Photoshop and other advances long since killed that certainty, and now we have a healthy distrust of pictures we're not sure where they came from.

I expect videos will now walk a similar path, and life will go on with no major disasters.



When I grew up, my friends dad had a picture taken of his British public school class taken circa 1955. In this photo, which was taken by a slowly rotating panorama camera, a lad started at the beginning of the photo, on the viewers left. Once the camera panned enough that he was out of frame, he sprinted behind the bleachers to the viewers far right, and took his place on the bleachers before the camera panned to take his picture for a second time.

Kindly, if you grew up after this picture was taken, and you believed the guideline “a photo never lies,” you were wrong.


Doctored photos have been around for most of the last century.

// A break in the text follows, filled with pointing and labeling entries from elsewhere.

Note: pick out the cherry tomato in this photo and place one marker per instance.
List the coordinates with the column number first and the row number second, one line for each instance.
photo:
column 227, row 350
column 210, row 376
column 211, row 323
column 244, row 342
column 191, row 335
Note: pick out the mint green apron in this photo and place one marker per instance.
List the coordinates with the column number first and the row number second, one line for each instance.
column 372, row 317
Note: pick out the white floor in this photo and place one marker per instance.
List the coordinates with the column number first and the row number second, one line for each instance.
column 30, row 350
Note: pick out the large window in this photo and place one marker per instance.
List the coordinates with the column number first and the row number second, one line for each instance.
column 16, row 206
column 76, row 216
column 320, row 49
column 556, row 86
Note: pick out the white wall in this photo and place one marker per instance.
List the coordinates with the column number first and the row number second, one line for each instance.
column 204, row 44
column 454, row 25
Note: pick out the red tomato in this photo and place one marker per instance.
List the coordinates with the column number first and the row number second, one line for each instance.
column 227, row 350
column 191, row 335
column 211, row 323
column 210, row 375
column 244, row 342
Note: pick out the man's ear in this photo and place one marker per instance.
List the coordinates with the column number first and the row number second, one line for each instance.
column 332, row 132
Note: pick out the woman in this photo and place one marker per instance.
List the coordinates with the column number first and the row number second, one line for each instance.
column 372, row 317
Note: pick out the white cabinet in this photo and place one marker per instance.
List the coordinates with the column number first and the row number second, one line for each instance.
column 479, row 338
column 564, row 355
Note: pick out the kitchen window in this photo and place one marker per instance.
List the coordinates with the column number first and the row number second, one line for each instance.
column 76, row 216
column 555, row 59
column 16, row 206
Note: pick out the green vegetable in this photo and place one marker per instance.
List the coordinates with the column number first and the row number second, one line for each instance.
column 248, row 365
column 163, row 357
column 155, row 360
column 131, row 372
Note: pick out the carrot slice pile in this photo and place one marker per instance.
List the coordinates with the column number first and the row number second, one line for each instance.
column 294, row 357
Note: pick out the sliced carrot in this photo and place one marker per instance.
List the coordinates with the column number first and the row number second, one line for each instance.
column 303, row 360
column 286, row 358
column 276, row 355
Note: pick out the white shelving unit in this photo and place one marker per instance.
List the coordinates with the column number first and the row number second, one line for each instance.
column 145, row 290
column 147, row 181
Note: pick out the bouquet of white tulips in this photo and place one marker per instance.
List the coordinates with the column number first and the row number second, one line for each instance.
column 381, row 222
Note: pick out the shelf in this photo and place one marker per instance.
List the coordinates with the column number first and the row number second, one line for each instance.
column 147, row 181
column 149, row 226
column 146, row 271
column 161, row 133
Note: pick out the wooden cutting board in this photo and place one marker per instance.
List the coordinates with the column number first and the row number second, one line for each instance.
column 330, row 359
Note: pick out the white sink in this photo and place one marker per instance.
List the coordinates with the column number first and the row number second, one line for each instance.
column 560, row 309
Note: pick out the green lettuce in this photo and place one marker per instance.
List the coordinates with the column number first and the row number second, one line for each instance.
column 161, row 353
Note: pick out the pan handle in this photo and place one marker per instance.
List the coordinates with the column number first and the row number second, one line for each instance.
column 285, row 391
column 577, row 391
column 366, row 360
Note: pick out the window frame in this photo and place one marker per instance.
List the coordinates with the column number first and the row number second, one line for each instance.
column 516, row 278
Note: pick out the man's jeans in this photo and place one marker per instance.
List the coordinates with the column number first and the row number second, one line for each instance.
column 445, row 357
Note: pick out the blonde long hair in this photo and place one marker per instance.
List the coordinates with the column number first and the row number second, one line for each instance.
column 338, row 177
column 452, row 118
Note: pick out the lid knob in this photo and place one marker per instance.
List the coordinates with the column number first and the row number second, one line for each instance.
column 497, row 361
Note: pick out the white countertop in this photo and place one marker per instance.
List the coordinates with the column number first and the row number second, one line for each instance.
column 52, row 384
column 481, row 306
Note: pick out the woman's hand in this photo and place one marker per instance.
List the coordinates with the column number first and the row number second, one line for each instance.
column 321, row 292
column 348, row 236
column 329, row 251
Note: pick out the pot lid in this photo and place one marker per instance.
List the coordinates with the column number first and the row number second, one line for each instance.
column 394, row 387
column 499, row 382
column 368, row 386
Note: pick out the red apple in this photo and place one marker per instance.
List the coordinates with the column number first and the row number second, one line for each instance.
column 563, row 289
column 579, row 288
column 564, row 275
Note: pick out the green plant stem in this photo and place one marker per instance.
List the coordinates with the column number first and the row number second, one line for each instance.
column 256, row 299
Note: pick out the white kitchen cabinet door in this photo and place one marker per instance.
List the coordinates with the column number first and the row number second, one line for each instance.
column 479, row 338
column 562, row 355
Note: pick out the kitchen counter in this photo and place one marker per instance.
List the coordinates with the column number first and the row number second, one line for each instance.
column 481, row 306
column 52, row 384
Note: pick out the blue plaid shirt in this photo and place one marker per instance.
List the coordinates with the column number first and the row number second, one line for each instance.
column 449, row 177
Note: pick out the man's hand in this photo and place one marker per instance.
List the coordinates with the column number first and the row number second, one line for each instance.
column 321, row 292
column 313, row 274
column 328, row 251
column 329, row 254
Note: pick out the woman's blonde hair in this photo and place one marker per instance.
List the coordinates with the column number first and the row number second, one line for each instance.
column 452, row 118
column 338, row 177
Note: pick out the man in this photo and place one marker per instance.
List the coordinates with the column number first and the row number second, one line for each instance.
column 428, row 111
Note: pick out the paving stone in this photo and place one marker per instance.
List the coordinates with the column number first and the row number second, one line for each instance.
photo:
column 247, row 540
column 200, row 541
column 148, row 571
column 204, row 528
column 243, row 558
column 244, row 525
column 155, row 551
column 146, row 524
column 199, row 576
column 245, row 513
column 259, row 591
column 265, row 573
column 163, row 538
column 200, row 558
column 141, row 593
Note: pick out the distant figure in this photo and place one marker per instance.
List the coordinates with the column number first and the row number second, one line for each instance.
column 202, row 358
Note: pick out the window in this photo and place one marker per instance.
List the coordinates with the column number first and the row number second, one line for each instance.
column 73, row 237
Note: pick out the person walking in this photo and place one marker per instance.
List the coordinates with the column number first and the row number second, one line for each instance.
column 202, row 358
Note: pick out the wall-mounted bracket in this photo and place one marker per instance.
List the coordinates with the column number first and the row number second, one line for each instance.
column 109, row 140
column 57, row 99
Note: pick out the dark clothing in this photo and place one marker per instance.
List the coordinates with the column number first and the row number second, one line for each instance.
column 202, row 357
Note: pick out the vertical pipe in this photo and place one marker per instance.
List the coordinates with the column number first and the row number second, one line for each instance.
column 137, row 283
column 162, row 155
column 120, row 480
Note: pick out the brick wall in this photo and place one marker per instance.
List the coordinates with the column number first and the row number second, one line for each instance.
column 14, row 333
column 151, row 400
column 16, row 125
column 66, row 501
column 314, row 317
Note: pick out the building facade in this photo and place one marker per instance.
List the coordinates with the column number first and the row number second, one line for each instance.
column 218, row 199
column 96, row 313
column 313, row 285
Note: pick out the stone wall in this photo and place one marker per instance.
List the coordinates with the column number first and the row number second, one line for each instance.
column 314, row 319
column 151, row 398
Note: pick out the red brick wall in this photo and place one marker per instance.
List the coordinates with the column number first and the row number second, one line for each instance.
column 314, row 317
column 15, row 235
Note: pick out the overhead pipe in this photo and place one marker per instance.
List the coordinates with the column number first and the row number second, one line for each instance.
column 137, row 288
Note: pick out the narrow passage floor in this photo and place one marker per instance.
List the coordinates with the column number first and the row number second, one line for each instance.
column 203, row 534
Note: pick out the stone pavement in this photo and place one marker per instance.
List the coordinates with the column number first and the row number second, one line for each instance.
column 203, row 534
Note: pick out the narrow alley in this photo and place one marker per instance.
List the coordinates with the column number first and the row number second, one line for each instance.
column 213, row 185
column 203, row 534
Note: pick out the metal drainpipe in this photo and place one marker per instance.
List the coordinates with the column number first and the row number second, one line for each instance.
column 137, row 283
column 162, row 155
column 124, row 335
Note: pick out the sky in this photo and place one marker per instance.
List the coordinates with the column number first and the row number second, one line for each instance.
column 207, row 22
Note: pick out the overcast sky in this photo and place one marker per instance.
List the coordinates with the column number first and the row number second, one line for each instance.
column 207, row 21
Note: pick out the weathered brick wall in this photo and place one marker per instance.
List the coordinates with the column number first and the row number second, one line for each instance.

https://en.wikipedia.org/wiki/Censorship_of_images_in_the_So...


The appearance of doctored photographs coincides with the appearance of photography.


> now we have a healthy distrust of pictures we're not sure where they came from.

Respectfully, we only wish this were the case. There are, right now, AI generated images and videos of a presidential candidate in a disaster area. People want to believe they are real. And so to millions of people, they are real.

People do the same with faked nudes. They will believe in those nudes because they believe that women are inherently sinful (huzzah for "original sin") and absolutely would do such things.

Oh, and Photoshop never had a dedicated app (or 100 dedicated apps) for creating nudes from regular photos and/or videos. It took a skill a scant fraction of a percent of people had.


> When I grew up "a photo never lies" was a rule you could rely on.

It was a rule you thought you could rely on.


I should have remembered that I'm writing to an audience prone to passionate literalism...

I'm of course aware that there were forged photos back in the day. But they were rare and hard to make. They were usually paper only. Producing a fake negative was really hard, and a forensic expert could often spot it.


I would refer you to an interesting book called “The Commissar Vanishes: The Falsification of Photographs and Art in Stalin’s Russia”.